The confusion was compounded by the fact that the AII proposal was unleashed on the market so late in the day, with the MiFID implementation date of November fast approaching. The FSA has allayed concerns on this front also, by confirming that because it and the ARMs for MiFID need to modify their systems to handle the concatenation, reporting impacted by the AII will not be required until some time in 2008, to be defined.

Currently the list of exchanges planning to use the AII – rather than the ISIN – for their derivatives includes the Euronext exchanges, ICE Futures, Eurex and the Athens Derivatives Exchange, according to the FSA, though this list may change. Exchanges with derivatives activity must choose whether they will use the ISIN or the AII for their derivatives; they cannot offer both.

Those market practitioners who were concerned about AII sought clarity on the issue and are certainly pleased to have received it. However, the industry is not out of the woods yet when it comes to instrument identification in MiFID transaction reports, they suggest. Crucially, the FSA’s ability to do its due diligence on market activity could be negatively impacted if the data from which it is creating AIIs is inaccurate: sources say the regulator will have to work to ensure market participants are consistent in their provision of data such as the strike price, paying attention to details such as the number of decimal places and ensuring data isn’t out of date because of corporate actions, for example. Otherwise, the FSA could end up creating numerous different representations of the same instrument.

There are also concerns about inconsistencies in the way exchanges issue ISINs – the identifier mandated for use for other instruments under MiFID. Essentially, exchanges issue ISINs at different levels – some at the contract level, some at the option level, for example – which again could negatively impact on the regulators’ ability to be sure of exactly which instruments are being reported on.

Similarly, there are ongoing worries about the use of BICs to identify entities in MiFID transaction reports, since some entities have multiple BICs and theoretically one reporting firm could choose one BIC and another a different one, both referring to the same entity.

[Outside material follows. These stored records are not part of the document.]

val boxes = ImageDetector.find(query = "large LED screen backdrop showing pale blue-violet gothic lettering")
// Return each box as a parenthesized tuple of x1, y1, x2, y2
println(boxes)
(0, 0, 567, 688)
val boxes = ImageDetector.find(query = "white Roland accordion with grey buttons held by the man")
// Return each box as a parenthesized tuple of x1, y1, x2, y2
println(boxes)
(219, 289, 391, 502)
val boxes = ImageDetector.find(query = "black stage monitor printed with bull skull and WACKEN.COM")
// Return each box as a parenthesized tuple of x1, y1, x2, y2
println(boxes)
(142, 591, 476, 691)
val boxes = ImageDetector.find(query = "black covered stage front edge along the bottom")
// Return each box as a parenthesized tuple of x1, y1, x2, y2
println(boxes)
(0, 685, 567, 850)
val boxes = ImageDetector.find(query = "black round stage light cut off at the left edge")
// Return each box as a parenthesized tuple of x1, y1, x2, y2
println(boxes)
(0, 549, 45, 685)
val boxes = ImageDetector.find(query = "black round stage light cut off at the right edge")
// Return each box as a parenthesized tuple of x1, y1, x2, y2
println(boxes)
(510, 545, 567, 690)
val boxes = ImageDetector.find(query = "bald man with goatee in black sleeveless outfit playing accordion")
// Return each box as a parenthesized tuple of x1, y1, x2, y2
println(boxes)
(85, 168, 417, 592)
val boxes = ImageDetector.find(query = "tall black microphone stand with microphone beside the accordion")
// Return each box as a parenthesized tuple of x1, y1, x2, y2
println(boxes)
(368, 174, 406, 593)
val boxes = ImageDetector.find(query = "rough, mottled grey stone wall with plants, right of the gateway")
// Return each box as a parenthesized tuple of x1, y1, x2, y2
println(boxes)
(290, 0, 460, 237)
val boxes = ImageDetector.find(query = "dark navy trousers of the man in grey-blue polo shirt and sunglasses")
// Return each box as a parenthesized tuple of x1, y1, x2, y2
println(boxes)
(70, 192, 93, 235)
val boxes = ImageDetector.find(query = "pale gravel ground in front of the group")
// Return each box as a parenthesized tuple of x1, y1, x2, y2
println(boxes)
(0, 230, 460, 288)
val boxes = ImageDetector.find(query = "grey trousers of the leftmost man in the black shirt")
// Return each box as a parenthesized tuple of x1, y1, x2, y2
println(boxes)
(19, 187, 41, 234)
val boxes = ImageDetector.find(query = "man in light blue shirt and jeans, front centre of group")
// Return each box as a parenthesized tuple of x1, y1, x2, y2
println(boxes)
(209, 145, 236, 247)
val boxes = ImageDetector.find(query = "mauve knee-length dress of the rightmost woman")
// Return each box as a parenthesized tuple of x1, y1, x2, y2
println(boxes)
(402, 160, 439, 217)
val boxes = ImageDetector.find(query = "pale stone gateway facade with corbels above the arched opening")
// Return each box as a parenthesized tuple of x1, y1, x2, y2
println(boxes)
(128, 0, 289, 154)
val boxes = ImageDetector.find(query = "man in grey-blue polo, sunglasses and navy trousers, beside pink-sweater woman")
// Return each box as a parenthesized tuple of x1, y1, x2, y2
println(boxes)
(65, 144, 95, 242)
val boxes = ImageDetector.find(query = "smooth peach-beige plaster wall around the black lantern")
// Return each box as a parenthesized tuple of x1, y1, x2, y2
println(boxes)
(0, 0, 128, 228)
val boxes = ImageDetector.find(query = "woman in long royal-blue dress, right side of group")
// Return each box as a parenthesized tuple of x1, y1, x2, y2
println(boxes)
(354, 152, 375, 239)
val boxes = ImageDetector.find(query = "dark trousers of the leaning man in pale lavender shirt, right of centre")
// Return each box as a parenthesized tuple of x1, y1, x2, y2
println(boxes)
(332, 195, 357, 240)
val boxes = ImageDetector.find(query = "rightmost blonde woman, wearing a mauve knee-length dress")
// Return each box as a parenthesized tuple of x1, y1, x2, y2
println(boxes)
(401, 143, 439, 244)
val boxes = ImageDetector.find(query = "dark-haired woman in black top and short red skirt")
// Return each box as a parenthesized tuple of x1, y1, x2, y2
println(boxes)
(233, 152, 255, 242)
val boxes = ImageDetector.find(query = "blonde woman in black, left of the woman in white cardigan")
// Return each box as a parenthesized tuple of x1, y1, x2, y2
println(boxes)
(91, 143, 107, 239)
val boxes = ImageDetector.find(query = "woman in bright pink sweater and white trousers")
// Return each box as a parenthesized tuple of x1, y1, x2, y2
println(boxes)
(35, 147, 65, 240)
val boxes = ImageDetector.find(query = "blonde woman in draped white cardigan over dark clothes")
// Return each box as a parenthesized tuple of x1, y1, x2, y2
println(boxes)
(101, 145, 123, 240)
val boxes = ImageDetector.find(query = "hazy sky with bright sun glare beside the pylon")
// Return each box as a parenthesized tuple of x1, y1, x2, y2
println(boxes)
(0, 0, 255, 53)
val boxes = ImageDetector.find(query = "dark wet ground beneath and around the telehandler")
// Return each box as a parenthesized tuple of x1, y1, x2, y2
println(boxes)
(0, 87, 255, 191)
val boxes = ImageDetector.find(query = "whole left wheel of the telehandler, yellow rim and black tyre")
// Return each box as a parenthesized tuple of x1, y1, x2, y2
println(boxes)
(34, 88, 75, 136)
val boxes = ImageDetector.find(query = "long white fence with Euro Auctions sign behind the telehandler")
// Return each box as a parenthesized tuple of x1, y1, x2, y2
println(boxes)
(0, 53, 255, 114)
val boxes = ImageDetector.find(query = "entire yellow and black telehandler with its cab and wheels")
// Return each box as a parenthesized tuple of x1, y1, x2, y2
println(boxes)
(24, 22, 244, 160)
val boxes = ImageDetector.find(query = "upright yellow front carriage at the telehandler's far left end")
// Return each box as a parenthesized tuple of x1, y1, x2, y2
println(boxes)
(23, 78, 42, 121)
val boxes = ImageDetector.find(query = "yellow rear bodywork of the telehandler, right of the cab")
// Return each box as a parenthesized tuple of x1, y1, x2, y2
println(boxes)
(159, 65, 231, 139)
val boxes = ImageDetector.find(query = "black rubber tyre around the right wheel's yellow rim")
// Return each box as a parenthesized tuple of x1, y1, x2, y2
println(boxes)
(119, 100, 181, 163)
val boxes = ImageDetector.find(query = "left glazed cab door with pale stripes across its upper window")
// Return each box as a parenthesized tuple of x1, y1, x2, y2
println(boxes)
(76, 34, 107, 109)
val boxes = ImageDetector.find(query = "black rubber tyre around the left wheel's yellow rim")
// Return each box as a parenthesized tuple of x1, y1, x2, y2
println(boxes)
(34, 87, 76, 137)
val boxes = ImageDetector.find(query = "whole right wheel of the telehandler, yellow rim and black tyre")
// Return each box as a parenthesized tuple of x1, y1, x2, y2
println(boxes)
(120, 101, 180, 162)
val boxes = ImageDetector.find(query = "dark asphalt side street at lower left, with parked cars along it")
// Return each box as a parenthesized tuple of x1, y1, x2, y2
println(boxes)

The industry is calling on the FSA – which has said firms must use either an FSA Reference Number or a BIC (if available, and failing that a consistent internal identifier) – to offer some clarification on this issue.

These reference data-related challenges do not constitute immediate major problems, market participants say, but solutions to them will need to evolve if the FSA is to be able to carry out its due diligence function based on the transaction reports it receives under MiFID.